Let’s start with the revenue side. For simplicity, lets say a company sells one product. It can serve ads to customer $i \in 1,…,N$. Lets say the company has $K$ different advertisements and can serve each customer any $a \in 1,…,K$. Each customer has a probability of clicking through on the ad served and purchasing the product $p_{i,a}$,and will spend some amount $q_i$. So under some strategy $\mathcal{S}$ that maps customer $i$ to ad $a(\mathcal{S},i)$, the revenue $R(\mathcal{S})$ is:

\[R(\mathcal{S}) = \sum_{i = 0}^{N} p_{i, a(\mathcal{S},i)} q_i\]

What we’re really interested in the change in profit, and so the change in revenue (and later costs). If we switch from some old strategy $\mathcal{S_0}$ to a new “AI” strategy $\mathcal{S_{AI}}$, the change in revenue, assuming the purchasing amount remains constant, is:

\[\Delta R = R(\mathcal{S_{AI}}) - R(\mathcal{S_0}) = \sum_{i = 0}^{N} (p_{i, a(\mathcal{S_{AI}},i)} - p_{i, a(\mathcal{S_0},i)}) q_i\]

Now let’s turn our attention to the cost side. A general model of the cost of AI is hard to pin down specifically. For this exercise, we’ll decompose the costs of some AI strategy into three parts:

  1. Data collection and storage, $DC$
  2. Model training, $MT$
  3. Model deployment, $MD$

The total cost is then:

\[C(\mathcal{S_{AI}}) = DC + MT + MD\]

Each part can take on different forms depending on the strategy. At a high level, we’d expect data collection and storage to increase as the amount of data points increases but with decreasing marginal costs. Model training could depend on the number of datapoints, but likely at a lower rate than data collection. Model deployment we might expect to scale linearly with the number of customers we serve. I’m not an expert in how ad services work, so for this exercise lets abstract the original costs as $C(\mathcal{S_0})$.

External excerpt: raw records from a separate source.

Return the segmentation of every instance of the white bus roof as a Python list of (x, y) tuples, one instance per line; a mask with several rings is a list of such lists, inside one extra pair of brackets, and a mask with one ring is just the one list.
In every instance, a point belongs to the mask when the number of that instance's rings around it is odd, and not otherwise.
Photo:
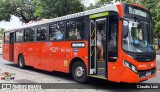
[[(120, 4), (120, 3), (117, 3), (117, 4)], [(28, 24), (22, 25), (20, 27), (13, 28), (13, 29), (8, 29), (8, 30), (5, 30), (5, 31), (15, 31), (15, 30), (18, 30), (18, 29), (33, 27), (33, 26), (46, 24), (46, 23), (52, 23), (52, 22), (55, 22), (55, 21), (60, 21), (60, 20), (65, 20), (65, 19), (76, 18), (76, 17), (80, 17), (80, 16), (91, 15), (91, 14), (100, 13), (100, 12), (104, 12), (104, 11), (116, 11), (116, 12), (118, 12), (118, 9), (117, 9), (116, 4), (114, 4), (114, 5), (112, 4), (112, 5), (107, 5), (107, 6), (103, 6), (103, 7), (100, 7), (100, 8), (92, 9), (92, 10), (87, 10), (87, 11), (75, 13), (75, 14), (65, 15), (65, 16), (57, 17), (57, 18), (53, 18), (53, 19), (47, 19), (47, 20), (40, 21), (40, 22), (28, 23)]]

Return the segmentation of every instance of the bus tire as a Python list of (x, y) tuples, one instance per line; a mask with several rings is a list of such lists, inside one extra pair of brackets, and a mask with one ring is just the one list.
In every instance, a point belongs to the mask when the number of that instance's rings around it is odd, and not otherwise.
[(18, 58), (18, 65), (21, 69), (25, 68), (25, 62), (24, 62), (24, 57), (23, 55), (20, 55)]
[(73, 79), (79, 83), (85, 83), (87, 81), (87, 70), (83, 62), (75, 62), (72, 66)]

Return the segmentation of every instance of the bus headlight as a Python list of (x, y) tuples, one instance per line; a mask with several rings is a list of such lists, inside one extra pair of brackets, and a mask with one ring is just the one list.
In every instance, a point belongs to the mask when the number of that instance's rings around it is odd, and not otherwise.
[(126, 67), (128, 67), (129, 69), (131, 69), (132, 71), (134, 71), (134, 72), (137, 73), (137, 69), (136, 69), (136, 67), (135, 67), (133, 64), (131, 64), (131, 63), (125, 61), (125, 60), (123, 60), (123, 63), (124, 63), (124, 65), (125, 65)]

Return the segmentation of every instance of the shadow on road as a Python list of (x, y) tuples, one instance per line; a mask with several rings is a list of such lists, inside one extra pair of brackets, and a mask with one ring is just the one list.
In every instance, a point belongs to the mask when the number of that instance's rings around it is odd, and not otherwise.
[[(18, 65), (16, 65), (16, 64), (5, 64), (5, 65), (11, 66), (14, 68), (19, 68)], [(26, 67), (25, 70), (73, 81), (71, 74), (66, 74), (66, 73), (61, 73), (61, 72), (47, 72), (47, 71), (43, 71), (43, 70), (34, 69), (33, 67)], [(122, 91), (122, 90), (127, 91), (128, 90), (128, 91), (133, 91), (133, 92), (137, 91), (137, 90), (138, 91), (142, 90), (142, 89), (137, 89), (137, 85), (139, 85), (140, 83), (139, 84), (115, 83), (115, 82), (102, 80), (102, 79), (96, 79), (96, 78), (89, 78), (89, 81), (85, 84), (81, 84), (81, 83), (64, 83), (64, 84), (66, 84), (68, 86), (69, 85), (74, 86), (73, 89), (96, 89), (96, 90), (109, 89), (110, 91), (113, 91), (113, 90), (115, 91), (116, 89), (117, 90), (121, 89), (119, 91)], [(143, 85), (147, 85), (147, 83), (143, 83)], [(68, 88), (66, 88), (66, 89), (68, 89)], [(144, 91), (144, 89), (143, 89), (143, 91)]]

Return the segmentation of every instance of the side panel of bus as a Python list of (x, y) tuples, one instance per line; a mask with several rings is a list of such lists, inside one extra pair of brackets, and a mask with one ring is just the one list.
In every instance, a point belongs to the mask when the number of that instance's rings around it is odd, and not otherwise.
[[(84, 42), (86, 47), (84, 48), (72, 48), (71, 44), (73, 41), (66, 42), (50, 42), (48, 49), (49, 60), (51, 69), (54, 71), (69, 72), (70, 61), (73, 58), (81, 58), (86, 67), (88, 66), (88, 42), (87, 41), (76, 41)], [(76, 62), (76, 61), (74, 61)]]

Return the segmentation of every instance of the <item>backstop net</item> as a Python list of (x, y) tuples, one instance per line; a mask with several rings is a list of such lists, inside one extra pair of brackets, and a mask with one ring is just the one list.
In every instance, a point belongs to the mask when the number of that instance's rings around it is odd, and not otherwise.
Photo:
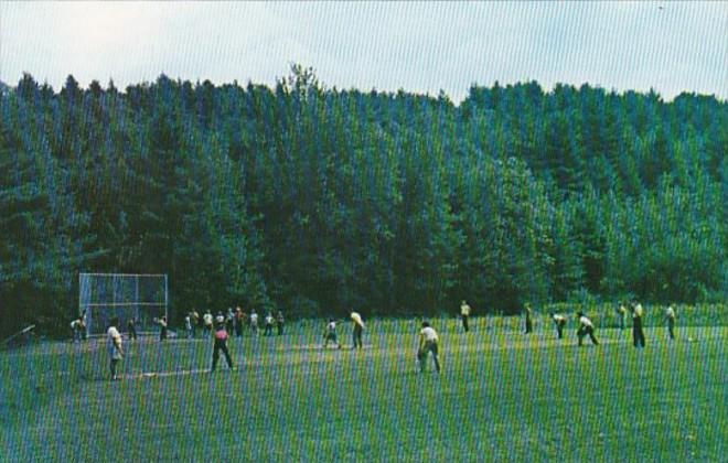
[(167, 274), (78, 274), (78, 314), (92, 336), (106, 333), (115, 316), (120, 332), (131, 319), (139, 332), (152, 331), (153, 320), (168, 315), (168, 300)]

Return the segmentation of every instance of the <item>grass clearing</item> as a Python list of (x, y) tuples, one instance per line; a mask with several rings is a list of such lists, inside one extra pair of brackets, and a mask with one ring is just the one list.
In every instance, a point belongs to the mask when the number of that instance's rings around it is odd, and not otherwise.
[[(206, 373), (207, 340), (104, 342), (0, 354), (0, 460), (720, 461), (726, 327), (533, 335), (435, 321), (443, 373), (419, 375), (416, 323), (372, 322), (361, 352), (322, 351), (323, 323), (232, 338), (237, 369)], [(342, 330), (343, 329), (343, 330)], [(340, 329), (350, 345), (351, 326)], [(693, 337), (696, 342), (688, 342)], [(154, 374), (150, 376), (149, 374)]]

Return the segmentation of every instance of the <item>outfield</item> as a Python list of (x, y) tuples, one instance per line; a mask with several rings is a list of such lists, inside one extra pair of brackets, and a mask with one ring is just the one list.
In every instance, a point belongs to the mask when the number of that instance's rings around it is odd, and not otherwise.
[[(629, 330), (579, 348), (571, 325), (558, 341), (548, 324), (485, 324), (433, 322), (441, 375), (417, 373), (415, 321), (370, 322), (360, 352), (322, 351), (323, 323), (233, 338), (237, 369), (214, 374), (207, 340), (125, 340), (119, 381), (103, 341), (2, 353), (0, 460), (725, 459), (728, 329), (678, 327), (674, 343), (647, 329), (638, 351)], [(339, 332), (350, 345), (351, 324)]]

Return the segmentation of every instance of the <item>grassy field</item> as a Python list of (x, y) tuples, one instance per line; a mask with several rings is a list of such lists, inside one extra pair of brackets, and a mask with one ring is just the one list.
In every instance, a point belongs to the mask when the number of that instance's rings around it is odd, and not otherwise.
[(441, 375), (417, 373), (415, 321), (370, 323), (360, 352), (321, 349), (323, 323), (233, 338), (214, 374), (207, 340), (125, 341), (118, 381), (94, 340), (2, 353), (0, 461), (725, 461), (728, 329), (638, 351), (514, 320), (435, 321)]

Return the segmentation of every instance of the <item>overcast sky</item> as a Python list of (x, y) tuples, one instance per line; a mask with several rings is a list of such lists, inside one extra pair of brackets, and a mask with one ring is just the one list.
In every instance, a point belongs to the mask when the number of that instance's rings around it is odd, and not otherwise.
[(437, 94), (535, 79), (728, 97), (728, 2), (7, 2), (0, 79), (172, 78)]

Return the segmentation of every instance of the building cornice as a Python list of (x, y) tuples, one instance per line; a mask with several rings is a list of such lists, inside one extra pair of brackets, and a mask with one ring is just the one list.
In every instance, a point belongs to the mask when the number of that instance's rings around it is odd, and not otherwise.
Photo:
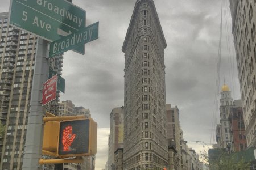
[(159, 18), (158, 18), (158, 14), (156, 12), (156, 9), (155, 6), (155, 4), (154, 3), (154, 1), (152, 0), (137, 0), (136, 1), (136, 3), (134, 7), (134, 9), (133, 12), (133, 14), (131, 15), (131, 21), (130, 22), (129, 26), (128, 27), (128, 29), (127, 31), (126, 36), (125, 36), (125, 41), (123, 44), (123, 46), (122, 48), (122, 50), (123, 52), (125, 53), (126, 48), (128, 45), (128, 42), (129, 41), (130, 39), (130, 35), (131, 34), (131, 31), (133, 31), (132, 27), (134, 25), (135, 22), (136, 20), (136, 16), (138, 15), (138, 12), (139, 11), (139, 7), (141, 5), (143, 2), (147, 2), (148, 5), (151, 6), (152, 8), (153, 9), (152, 12), (154, 13), (155, 15), (154, 16), (155, 16), (155, 19), (156, 21), (156, 27), (158, 28), (159, 31), (160, 33), (161, 36), (161, 39), (162, 40), (162, 41), (164, 44), (164, 49), (166, 48), (167, 46), (166, 44), (166, 39), (164, 38), (164, 36), (163, 35), (163, 30), (162, 29), (161, 24), (160, 23)]

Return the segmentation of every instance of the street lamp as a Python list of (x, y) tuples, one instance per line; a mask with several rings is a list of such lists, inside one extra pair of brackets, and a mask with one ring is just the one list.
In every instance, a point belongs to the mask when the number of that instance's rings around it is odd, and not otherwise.
[(208, 147), (208, 149), (210, 149), (210, 148), (209, 147), (209, 146), (207, 145), (207, 144), (205, 143), (205, 142), (203, 142), (203, 141), (196, 141), (196, 143), (203, 143), (204, 144), (205, 144), (206, 146), (207, 146), (207, 147)]
[(126, 165), (126, 170), (128, 170), (128, 163), (125, 163), (125, 165)]

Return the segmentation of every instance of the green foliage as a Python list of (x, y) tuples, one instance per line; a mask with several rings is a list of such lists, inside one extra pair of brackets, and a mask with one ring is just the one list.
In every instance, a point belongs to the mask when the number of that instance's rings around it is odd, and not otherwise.
[(250, 170), (250, 162), (245, 162), (237, 153), (217, 150), (209, 156), (204, 150), (201, 155), (201, 160), (210, 170)]
[(3, 137), (5, 135), (5, 125), (0, 124), (0, 137)]

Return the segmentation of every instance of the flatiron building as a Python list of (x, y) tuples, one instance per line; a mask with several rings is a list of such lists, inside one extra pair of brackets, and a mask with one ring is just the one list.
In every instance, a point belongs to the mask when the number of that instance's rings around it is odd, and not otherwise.
[(124, 169), (167, 167), (166, 46), (154, 1), (137, 1), (122, 47)]

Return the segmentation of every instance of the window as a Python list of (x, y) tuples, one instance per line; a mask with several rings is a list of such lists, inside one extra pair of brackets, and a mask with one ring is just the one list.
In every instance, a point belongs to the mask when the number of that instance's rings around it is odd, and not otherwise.
[(241, 133), (239, 133), (239, 139), (242, 139), (242, 134)]
[(145, 154), (145, 160), (148, 160), (148, 153)]
[(146, 119), (147, 119), (148, 118), (148, 113), (145, 113), (144, 116), (145, 116), (144, 118)]
[(145, 138), (148, 138), (148, 133), (147, 131), (145, 131)]
[(144, 87), (144, 91), (145, 91), (145, 92), (147, 91), (147, 86)]
[(145, 143), (145, 148), (146, 149), (148, 149), (148, 142), (146, 142)]

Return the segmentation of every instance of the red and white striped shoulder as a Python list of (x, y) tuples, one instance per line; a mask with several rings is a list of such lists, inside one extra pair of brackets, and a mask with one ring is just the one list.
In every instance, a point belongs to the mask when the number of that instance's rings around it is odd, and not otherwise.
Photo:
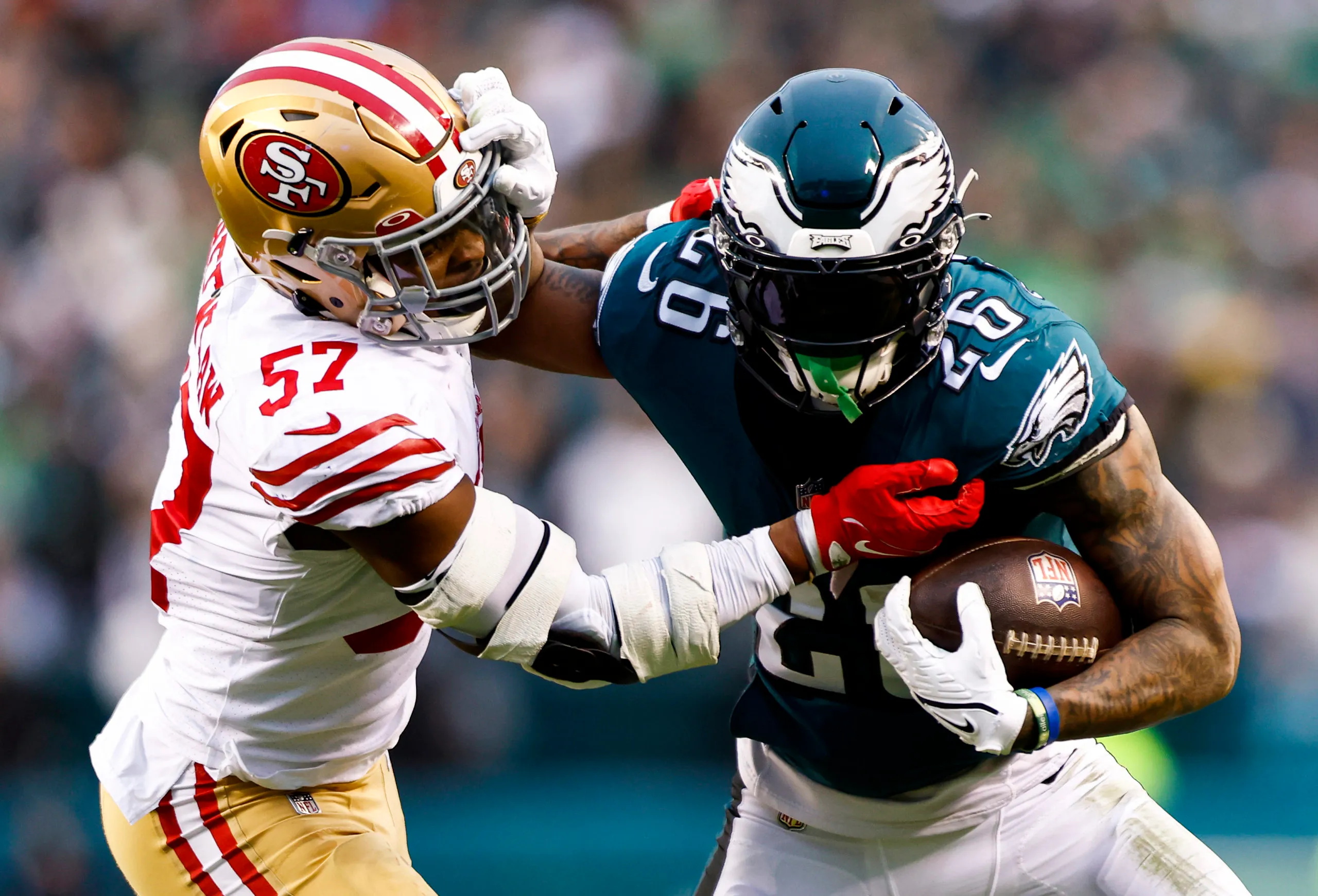
[(279, 435), (249, 469), (252, 488), (285, 518), (326, 528), (380, 526), (428, 507), (463, 477), (453, 451), (434, 426), (414, 419), (419, 414), (322, 408), (281, 415)]

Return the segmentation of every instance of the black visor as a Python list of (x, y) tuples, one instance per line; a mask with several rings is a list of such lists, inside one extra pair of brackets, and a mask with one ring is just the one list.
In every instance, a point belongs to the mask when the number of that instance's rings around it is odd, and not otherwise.
[(759, 270), (733, 281), (760, 327), (807, 343), (859, 343), (892, 333), (920, 311), (919, 287), (896, 271)]

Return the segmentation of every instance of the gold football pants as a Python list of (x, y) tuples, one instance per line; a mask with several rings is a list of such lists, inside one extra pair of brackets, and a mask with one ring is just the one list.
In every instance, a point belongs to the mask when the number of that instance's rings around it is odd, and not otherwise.
[(361, 780), (295, 792), (194, 766), (136, 825), (104, 788), (100, 816), (138, 896), (435, 896), (411, 867), (387, 758)]

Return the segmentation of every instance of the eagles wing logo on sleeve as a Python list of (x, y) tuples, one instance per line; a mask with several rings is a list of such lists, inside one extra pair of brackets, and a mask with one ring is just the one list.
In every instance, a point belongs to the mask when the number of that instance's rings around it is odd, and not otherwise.
[(1089, 419), (1094, 403), (1094, 377), (1089, 358), (1075, 340), (1039, 383), (1016, 435), (1007, 445), (1003, 466), (1043, 466), (1057, 439), (1070, 441)]

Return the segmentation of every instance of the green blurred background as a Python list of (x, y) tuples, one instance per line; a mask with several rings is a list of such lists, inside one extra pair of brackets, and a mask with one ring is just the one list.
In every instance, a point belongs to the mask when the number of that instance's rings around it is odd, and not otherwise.
[[(445, 82), (500, 65), (548, 124), (546, 228), (717, 174), (787, 76), (867, 67), (975, 167), (967, 252), (1089, 325), (1213, 526), (1235, 692), (1111, 748), (1259, 896), (1318, 893), (1318, 3), (0, 0), (0, 893), (120, 893), (86, 744), (158, 636), (146, 510), (215, 210), (200, 117), (303, 34)], [(478, 365), (492, 488), (588, 569), (717, 520), (609, 383)], [(722, 824), (720, 667), (567, 692), (436, 639), (395, 751), (442, 893), (676, 896)]]

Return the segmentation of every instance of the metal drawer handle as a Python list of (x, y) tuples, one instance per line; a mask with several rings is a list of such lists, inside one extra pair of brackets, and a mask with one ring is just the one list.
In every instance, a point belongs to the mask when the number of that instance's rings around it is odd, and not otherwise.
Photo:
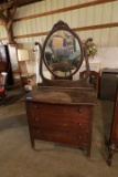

So when is an AI strategy, $\mathcal{S_{AI}}$ beneficial? From a business perspective, we want the change in profit to be positive:

\[\Delta P = \Delta R - \Delta C > 0\]

or

\[\Delta R > \Delta C\]

Mostly obvious stuff! Plugging in our terms:

\[\sum_{i = 0}^{N} (p_{i, a(\mathcal{S_{AI}},i)} - p_{i, a(\mathcal{S_0},i)}) q_i > DC(\mathcal{S_{AI}}) + MT(\mathcal{S_{AI}}) + MD(\mathcal{S_{AI}}) - C(\mathcal{S_{0}})\]

We now have a “framework” (s/o consulting interviews) to decide if switching to an “AI strategy” is a good business decision! A business might hire some analysts to project the costs and revenues given some real life models to make these decisions. Going forward, I’ll try some basic functional forms for these terms to get a high-level understanding of which conditions lead to more or less favorable results for our AI strategy.